There was former Federal Labor cabinet minister Nicola Roxon making speeches as a champion of women’s rights urging women to keep fighting for equality… the same woman – and mother — who as attorney-general oversaw the UN-condemned indefinite detention of more than 50 refugees because of negative ASIO assessments, most of which were later rescinded, but not before many of these innocents, including women and little children, were locked away for up to six years.

It mattered not to Roxon that many of the women detained by this political misuse of the intelligence services were Tamils who had fled the terror of war, rape and abuse in Sri Lanka, and now she was compounding their suffering. Some champion for women…

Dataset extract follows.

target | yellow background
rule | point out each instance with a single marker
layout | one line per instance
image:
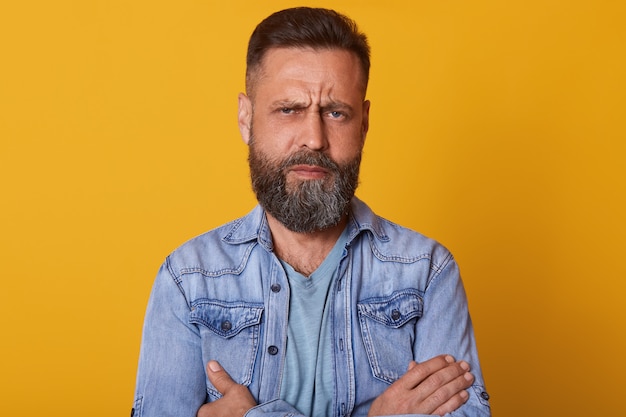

Roxon is not a lone female hypocrite here. Two years ago, two Victorian state Labor parliamentarians, Liz Beattie and Marsha Thomson, along with male colleague John Pandazopolous, travelled to Sri Lanka on official business, which included meeting with the-then president Mahinda Rajapaksa.

Parts of the excursion was paid by Rajapaksa’s government and they came away from the meeting, full of praise for him, with Beattie being quoted by the Sri Lankan government as describing him as “a man of courage”.

He’s the same man who has long been accused of war crimes in UN reports for ordering the full-scale bombing and shelling of 300,000 Tamil civilians trapped on a sliver of beach in 2009 in the closing days of the country’s civil war. Up to 70,000 died in these attacks.

Post-war Rajapaksa oversaw a vicious military occupation that continues today and has seen thousands of women left destitute and facing the everyday threat of rape and sexual abuse by soldiers and sailors who act with total impunity.

The raping of two Tamil girls, one 9 and the other 11, on their way home from school for several days straight by a group of navy sailors — and the refusal of a court to prosecute these men –was just another example of what was happening under the rule of Beattie’s man of courage. And, sadly, what is still happening under Rajapaksa’s successor and former ally, Maithripala Sirisena.

The hypocrisy of her support for a man who was responsible for the murder and rape of untold numbers of innocent women was compounded by the fact that she was one of the founding members of the Australian-version of Emily’s List, a group of politicians who canvas for the rights of women. (She left parliament in 2014, along with Pandazopolous, not long after the trip, but is still on Emily’s List. Thomson remains in the Victorian parliament.)

It seems that for the likes of Beattie, Thomson, Roxon and a whole list of middle-class female politicians, there are only certain women who qualify for their attention and support.

Then again we already knew that through the actions of another prominent Emily’s lister, the former Labor Prime Minister Julia Gillard.

She is perhaps most remembered for her famous misogyny speech, in which she attacked her opposition counterpart Tony Abbott for his attitude towards women.

What people forget is that a few hours later, as the media was already heaping praise upon Gillard for her magnificent support for women, she was back in parliament overseeing legislation that drastically cut the incomes of some of the most vulnerable women in our community – single mothers.

Hypocrites ? They’re all hypocrites.